Either way the old addage when asking "what's it worth" the best response is "whatever you're willing to pay for it".

Clean her up and wear the rubber treads off it. 
Post the serial number from the frame and we'll try to determine the year for you.

Enjoy it and the resto....it's what draws us to this hobby.

If you plan on making money off it by flipping it, in it's present condition ( based on the pic supplied), then I would GUESS what you paid is probably full retail.
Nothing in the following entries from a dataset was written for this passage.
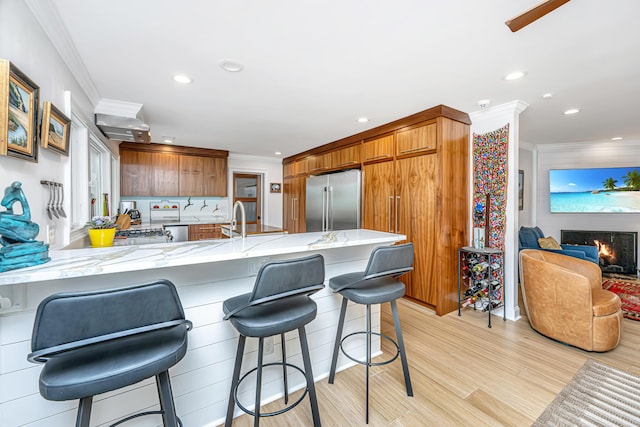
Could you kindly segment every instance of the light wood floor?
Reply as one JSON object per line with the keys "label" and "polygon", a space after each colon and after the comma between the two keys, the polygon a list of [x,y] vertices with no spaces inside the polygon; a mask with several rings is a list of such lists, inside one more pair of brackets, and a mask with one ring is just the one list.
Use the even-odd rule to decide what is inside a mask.
{"label": "light wood floor", "polygon": [[[438,317],[404,300],[399,310],[414,397],[406,395],[399,360],[372,368],[371,426],[529,426],[587,359],[640,375],[638,321],[624,319],[615,350],[590,353],[533,331],[524,310],[517,322],[493,316],[491,329],[486,313],[472,310]],[[388,304],[381,327],[395,336]],[[316,383],[323,425],[365,425],[364,375],[364,367],[356,366],[338,373],[333,385],[326,379]],[[310,412],[305,401],[260,424],[311,426]],[[234,421],[234,426],[252,424],[249,416]]]}

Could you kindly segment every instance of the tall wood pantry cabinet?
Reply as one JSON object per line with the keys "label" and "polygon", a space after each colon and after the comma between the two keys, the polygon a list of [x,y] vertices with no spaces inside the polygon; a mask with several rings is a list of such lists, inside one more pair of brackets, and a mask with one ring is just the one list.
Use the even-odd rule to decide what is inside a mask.
{"label": "tall wood pantry cabinet", "polygon": [[[359,146],[363,228],[413,242],[414,270],[402,278],[406,297],[438,315],[457,309],[457,254],[469,243],[470,124],[466,113],[440,105],[293,156],[298,162]],[[285,176],[293,163],[285,159]],[[299,191],[292,179],[284,180],[285,224]]]}
{"label": "tall wood pantry cabinet", "polygon": [[[364,228],[406,235],[415,247],[406,296],[449,313],[458,303],[457,251],[468,243],[469,125],[438,117],[383,138],[395,158],[380,153],[363,166]],[[365,141],[364,150],[383,142]]]}

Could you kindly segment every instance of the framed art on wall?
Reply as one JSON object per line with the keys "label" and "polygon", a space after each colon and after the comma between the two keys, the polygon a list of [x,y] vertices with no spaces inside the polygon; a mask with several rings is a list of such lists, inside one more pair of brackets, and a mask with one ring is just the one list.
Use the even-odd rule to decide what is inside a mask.
{"label": "framed art on wall", "polygon": [[42,107],[42,123],[40,124],[40,145],[42,148],[48,148],[68,156],[70,128],[71,119],[51,102],[45,102]]}
{"label": "framed art on wall", "polygon": [[38,161],[39,94],[26,74],[0,59],[0,155]]}

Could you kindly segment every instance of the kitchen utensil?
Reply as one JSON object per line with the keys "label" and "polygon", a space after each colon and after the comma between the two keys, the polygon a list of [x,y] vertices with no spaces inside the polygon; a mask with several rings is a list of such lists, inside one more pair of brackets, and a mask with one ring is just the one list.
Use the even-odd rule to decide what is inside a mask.
{"label": "kitchen utensil", "polygon": [[58,214],[58,188],[57,188],[57,184],[52,181],[51,182],[51,191],[53,193],[53,200],[51,201],[51,213],[53,214],[53,216],[55,216],[56,218],[60,218],[60,215]]}
{"label": "kitchen utensil", "polygon": [[58,205],[58,212],[62,215],[63,218],[67,217],[67,214],[64,212],[64,187],[62,183],[58,183],[58,188],[60,189],[60,204]]}
{"label": "kitchen utensil", "polygon": [[53,219],[53,215],[51,215],[51,183],[49,181],[46,181],[47,184],[47,189],[49,190],[49,200],[47,201],[47,215],[49,216],[49,219]]}

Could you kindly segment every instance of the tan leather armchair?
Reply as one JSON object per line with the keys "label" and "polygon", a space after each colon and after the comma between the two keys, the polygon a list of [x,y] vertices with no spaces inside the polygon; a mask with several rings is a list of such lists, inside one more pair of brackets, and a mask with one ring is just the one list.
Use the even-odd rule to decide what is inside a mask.
{"label": "tan leather armchair", "polygon": [[520,285],[529,323],[542,335],[587,351],[608,351],[620,342],[620,298],[602,289],[596,264],[523,249]]}

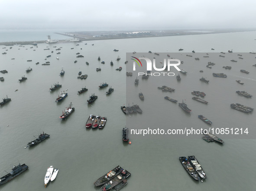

classicfan1 is the gurus on these huffy middleweights...I'm sure he'll pipe in soon enough. Or send him a pm.


----------



## Adamtinkerer (Feb 1, 2013)

And turn that backward handlebar stem around!!


----------



## Freqman1 (Feb 2, 2013)

I'm thinking $25 max. I sold a really niceone of these with the tank lights for $75. But as long as you didn't buy this to flip you are still ok--just clean it best you can, service it, and ride it! V/r Shawn


----------



## partsguy (Feb 2, 2013)

Well considering the chaingaurd and the rack, I think this is a 1960 -1962 Eldorado. IT looks pretty rough from the hpotos. It would make a nice rider cleaned up or you can part it out or customize it. If you want to save the original chrome, I recommend an S.O.S. pad and water. But some back into it and they should clean up half way decent.

Now for value, I wouldn't pay anymore than $20 - $25 for it. Since this is a ladies frame bike, it's like a 4dr classic car, nice lines, but not worth as much money, plus the condition.


----------